Tim Berners-Lee advocates online “Magna Carta” to protect users worldwide
The inventor of the World Wide Web believes an online “Magna Carta” is needed to protect and enshrine the independence of the medium he created and the rights of its users worldwide.
Tim Berners-Lee told the Guardian the Web had come under increasing attack from governments and corporate influence and that new rules were needed to protect the “open, neutral” system.
Speaking exactly 25 years after he wrote the first draft of the first proposal for what would become the World Wide Web, the computer scientist said: “We need a global constitution — a bill of rights.” Sir Tim’s Magna Carta plan is to be taken up as part of an initiative called “the Web we want”, which calls on people to generate a digital bill of rights in each country — a statement of principles he hopes will be supported by public institutions, government officials and corporations. “Unless we have an open, neutral internet we can rely on without worrying about what’s happening at the back door, we can’t have open government, good democracy, good healthcare, connected communities and diversity of culture. It’s not naive to think we can have that, but it is naive to think we can just sit back and get it.”
Sir Tim has been an outspoken critic of the American and British spy agencies’ surveillance of citizens following the revelations by National Security Agency whistleblower Edward Snowden. In the light of what has emerged, he said, people were looking for an overhaul of how the security services were managed.
His views also echo across the technology industry, where there is particular anger about the efforts by the NSA and Britain’s GCHQ to undermine encryption and security tools — something many cybersecurity experts say has been counterproductive and undermined everyone’s security.
Principles of privacy, free speech and responsible anonymity would be explored in the Magna Carta scheme. “These issues have crept up on us,” Sir Tim said. “Our rights are being infringed more and more on every side, and the danger is that we get used to it. So I want to use the 25th anniversary for us all to do that, to take the web back into our own hands and define the web we want for the next 25 years.” The Web constitution proposal should also examine the impact of copyright laws and the cultural—societal issues around the ethics of technology.
While regional regulation and cultural sensitivities would vary, Sir Tim said he believed a shared document of principle could provide an international standard for the values of the open web.
He is optimistic that the “web we want” campaign can be mainstream, despite the apparent lack of awareness of public interest in the Snowden story.
“I wouldn’t say people in the U.K. are apathetic — I would say that they have greater trust in their government than other countries. They have the attitude that we voted for them, so let them get on and do it.

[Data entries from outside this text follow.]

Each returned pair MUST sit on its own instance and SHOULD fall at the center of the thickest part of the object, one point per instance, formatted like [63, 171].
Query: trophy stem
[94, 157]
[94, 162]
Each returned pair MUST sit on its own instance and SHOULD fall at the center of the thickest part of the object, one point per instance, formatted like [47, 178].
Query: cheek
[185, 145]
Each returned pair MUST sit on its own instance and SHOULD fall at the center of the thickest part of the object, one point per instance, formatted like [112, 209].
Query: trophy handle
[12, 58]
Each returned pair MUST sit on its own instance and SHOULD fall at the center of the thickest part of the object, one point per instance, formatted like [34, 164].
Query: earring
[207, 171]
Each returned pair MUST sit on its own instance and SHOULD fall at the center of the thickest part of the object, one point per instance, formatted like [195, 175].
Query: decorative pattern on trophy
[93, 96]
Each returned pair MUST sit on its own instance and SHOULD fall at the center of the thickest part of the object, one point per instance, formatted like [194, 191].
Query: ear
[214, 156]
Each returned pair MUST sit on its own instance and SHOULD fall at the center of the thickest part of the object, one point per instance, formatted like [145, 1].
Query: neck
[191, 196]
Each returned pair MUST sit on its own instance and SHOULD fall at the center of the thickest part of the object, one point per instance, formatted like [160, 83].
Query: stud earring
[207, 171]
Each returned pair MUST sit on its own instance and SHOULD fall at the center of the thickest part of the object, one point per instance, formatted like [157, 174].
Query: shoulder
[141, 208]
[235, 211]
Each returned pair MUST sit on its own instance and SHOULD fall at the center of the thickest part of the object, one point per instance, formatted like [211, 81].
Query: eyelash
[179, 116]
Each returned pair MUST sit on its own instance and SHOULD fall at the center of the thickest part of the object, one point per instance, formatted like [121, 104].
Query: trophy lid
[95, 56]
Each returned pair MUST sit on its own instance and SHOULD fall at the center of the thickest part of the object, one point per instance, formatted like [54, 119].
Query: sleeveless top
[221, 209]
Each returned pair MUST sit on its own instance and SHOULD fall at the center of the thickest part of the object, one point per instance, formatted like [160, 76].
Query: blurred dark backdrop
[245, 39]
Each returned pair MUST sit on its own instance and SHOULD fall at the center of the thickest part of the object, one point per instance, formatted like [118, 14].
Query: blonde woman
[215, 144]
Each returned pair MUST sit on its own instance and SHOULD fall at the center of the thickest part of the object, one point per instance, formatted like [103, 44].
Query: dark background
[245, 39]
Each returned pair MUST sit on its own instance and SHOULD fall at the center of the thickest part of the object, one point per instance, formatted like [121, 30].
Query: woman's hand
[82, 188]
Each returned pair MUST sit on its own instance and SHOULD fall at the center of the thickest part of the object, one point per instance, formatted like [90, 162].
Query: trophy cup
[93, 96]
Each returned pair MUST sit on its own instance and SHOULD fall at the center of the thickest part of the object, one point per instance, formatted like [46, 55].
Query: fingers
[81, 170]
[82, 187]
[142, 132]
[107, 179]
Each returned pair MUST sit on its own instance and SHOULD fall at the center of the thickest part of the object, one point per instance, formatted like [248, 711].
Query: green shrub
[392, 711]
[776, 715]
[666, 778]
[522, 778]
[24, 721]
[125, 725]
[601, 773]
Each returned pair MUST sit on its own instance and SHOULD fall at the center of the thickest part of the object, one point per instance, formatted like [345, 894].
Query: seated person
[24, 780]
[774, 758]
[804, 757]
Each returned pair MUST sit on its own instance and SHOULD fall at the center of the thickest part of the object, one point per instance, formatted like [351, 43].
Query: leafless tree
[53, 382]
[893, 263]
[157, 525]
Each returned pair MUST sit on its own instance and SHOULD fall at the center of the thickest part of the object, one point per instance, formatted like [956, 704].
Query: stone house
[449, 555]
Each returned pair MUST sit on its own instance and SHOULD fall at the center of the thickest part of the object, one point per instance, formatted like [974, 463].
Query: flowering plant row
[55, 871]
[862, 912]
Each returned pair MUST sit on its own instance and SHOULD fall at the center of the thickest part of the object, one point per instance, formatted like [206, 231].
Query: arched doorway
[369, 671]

“But we need our lawyers and our politicians to understand programming, to understand what can be done with a computer. We also need to revisit a lot of legal structure, copyright law — the laws that put people in jail which have been largely set up to protect the movie producers... None of this has been set up to preserve the day to day discourse between individuals and the day to day democracy that we need to run the country,” he said.
Sir Tim also spoke out strongly in favour of changing a key and controversial element of internet governance that would remove a small but symbolic piece of U.S. control. The U.S. has clung on to the Internet Assigned Numbers Authority contract (Iana contract), which controls the dominant database of all domain names, but has faced increased pressure post-Snowden.
He said: “The removal of the explicit link to the U. S. department of commerce is long overdue. The US can’t have a global place in the running of something which is so non-national. There is huge momentum towards that uncoupling but it is right we keep a multi-stakeholder approach, and one where governments and companies are both kept at arm’s length.”
Sir Tim also reiterated his concern that the Web could be balkanised by countries or organisations carving up the digital space to work under their own rules, whether for censorship, regulation or commerce.
“We all have to play a role in that future,” he said, citing resistance to proposed copyright theft regulation.
He said: “The key thing is getting people to fight for the web and to see the harm that a fractured Web would bring. Like any human system, the Web needs policing and of course we need national laws, but we must not turn the network into a series of national silos.” Sir Tim also starred in the London 2012 Olympics, typing the words “this is for everyone” on a computer in the centre of the arena. He has stuck firmly to the principle of openness, inclusivity and democracy since he invented the web in 1989, choosing not to commercialise his model. Rejecting the idea that government and commercial control of such a powerful medium was inevitable, Sir Tim said it would be impossible: “Not until they prise the keyboards from our cold, dead fingers.”